If Not Us, Who? is Veiel’s first fiction film, and his inexperience shows. A fractious screenplay and clumsy direction do not fine drama make. The two leads, August Diehl as Vesper, and Lena Lauzemis as Ensslin, do the best they can, but exhibit little chemistry. It doesn’t help that Diehl is saddled with the worst haircut this side of Gareth from The Office, and it’s hard to believe him as a ladies man, bedding women left, right and centre, while his utterly stunning girlfriend glowers in a corner. If the film shows nothing else, it’s that Ensslin had appalling taste in men. Lauzemis conveys believable outrage and revolutionary fervour in the latter stages, but her journey from provincial trainee teacher to cold-eyed terrorist is not convincingly explained by the screenplay.
The story is filled with odd jumps: one minute Vesper is squabbling with Ensslin and the next he is lying feverish in bed drawing on the wall with a crayon. Is he physically ill? On a drug trip? Suffering from nachkrieg existential angst? Who knows?
If Uli Edel’s 2008 biopic The Baader Meinhof Complex was all action, putting guns into its characters’ hands at every opportunity, this film is curiously coy about showing what the faction did. Explosive moments, such as the department store attack, are seen in brief archive clips, as if the director feels the need to remind his audience that THIS REALLY HAPPENED. And there are curious omissions: Ulrike Meinhof, whose prison interviews with Ensslin led her to join forces with the group, does not even appear in the film.
This ‘radical love story’ is really quite tame and conventional, and there is precious little of the radical politics that made this time so exciting and dangerous. The conflict between youth and authority, the questioning of domestic and foreign policy, the alliances with countries and people far away, such as the Viet Cong and Black Panthers: all this could have made for a powerful and timely drama, drawing out parallels and differences with contemporary society.

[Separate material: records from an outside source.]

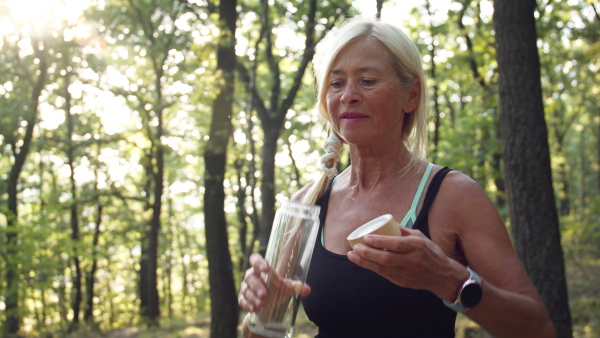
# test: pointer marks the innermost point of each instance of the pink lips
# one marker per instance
(353, 116)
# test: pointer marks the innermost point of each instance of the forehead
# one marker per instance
(362, 55)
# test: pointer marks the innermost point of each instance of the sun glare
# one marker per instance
(39, 16)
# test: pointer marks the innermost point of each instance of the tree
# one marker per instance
(533, 212)
(224, 309)
(18, 133)
(274, 98)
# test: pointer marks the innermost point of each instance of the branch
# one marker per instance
(472, 61)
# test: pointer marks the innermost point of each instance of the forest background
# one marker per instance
(116, 115)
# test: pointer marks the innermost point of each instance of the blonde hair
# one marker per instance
(406, 60)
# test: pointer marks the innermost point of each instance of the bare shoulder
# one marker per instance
(463, 201)
(481, 237)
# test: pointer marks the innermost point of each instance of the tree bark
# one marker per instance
(77, 292)
(224, 308)
(11, 250)
(532, 208)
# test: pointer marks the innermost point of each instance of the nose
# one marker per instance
(351, 95)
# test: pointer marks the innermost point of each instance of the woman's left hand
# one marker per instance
(411, 260)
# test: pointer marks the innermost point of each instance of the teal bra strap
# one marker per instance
(411, 216)
(323, 228)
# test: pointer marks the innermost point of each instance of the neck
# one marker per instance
(377, 168)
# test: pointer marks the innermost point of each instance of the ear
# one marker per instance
(413, 97)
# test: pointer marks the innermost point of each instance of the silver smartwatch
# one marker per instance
(469, 294)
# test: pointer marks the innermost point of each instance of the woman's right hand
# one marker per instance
(253, 291)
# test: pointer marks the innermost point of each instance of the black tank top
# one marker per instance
(348, 301)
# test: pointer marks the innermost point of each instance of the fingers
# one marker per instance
(298, 288)
(253, 290)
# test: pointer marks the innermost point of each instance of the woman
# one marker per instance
(454, 254)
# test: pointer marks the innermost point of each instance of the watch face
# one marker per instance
(470, 295)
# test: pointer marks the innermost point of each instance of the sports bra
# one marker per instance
(348, 301)
(411, 216)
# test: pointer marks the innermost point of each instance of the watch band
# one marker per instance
(457, 305)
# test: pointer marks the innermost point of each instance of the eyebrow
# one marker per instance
(359, 70)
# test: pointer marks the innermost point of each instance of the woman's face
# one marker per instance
(365, 98)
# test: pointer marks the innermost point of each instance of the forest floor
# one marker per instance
(583, 274)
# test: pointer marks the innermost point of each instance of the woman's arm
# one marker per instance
(466, 230)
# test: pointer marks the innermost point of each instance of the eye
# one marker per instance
(336, 84)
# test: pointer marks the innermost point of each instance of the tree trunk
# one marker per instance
(224, 308)
(77, 295)
(11, 250)
(533, 213)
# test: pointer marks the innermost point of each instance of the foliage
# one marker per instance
(106, 66)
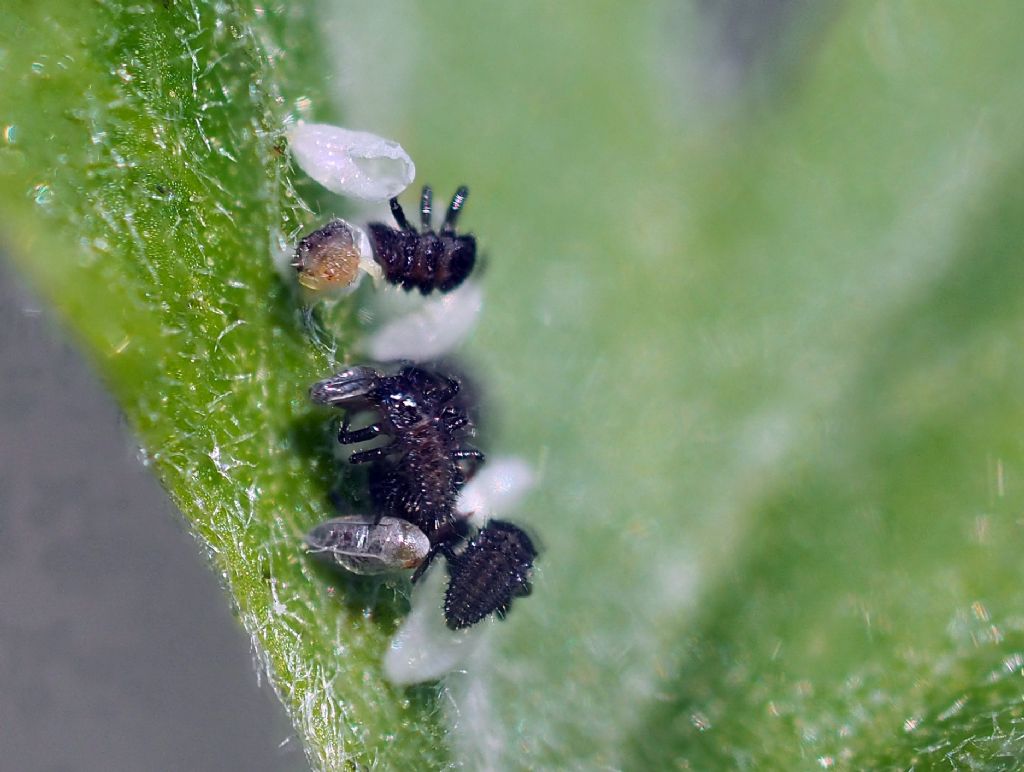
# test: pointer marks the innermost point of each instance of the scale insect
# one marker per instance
(369, 546)
(423, 259)
(331, 260)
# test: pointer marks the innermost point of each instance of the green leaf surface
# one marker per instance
(764, 353)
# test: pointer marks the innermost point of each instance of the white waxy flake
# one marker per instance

The use of Vietnam War footage, with which the director dots the story, is significant, because several times the activists-turned-terrorists assert, “This is war”, as the German state or their political opponents take some oppressive action. So, clearly this is meant to signify their turn from words to actions. But we never see that. It just sounds melodramatic and clumsy.
Where did all that righteous anger go? Who actually came out on top from the conflicts? Can dramatic societal changes be made at the point of a gun? From pamphleteering? Or from parliamentary process? The film touches on such questions, without really exploring any of them. And the three main characters’ lives are cut short before they ever arrive at any answers, their self-destructive behaviour to blame for their demise. At the end, one could only think: poor Felix, being born into such chaos and left alone to make sense of it all.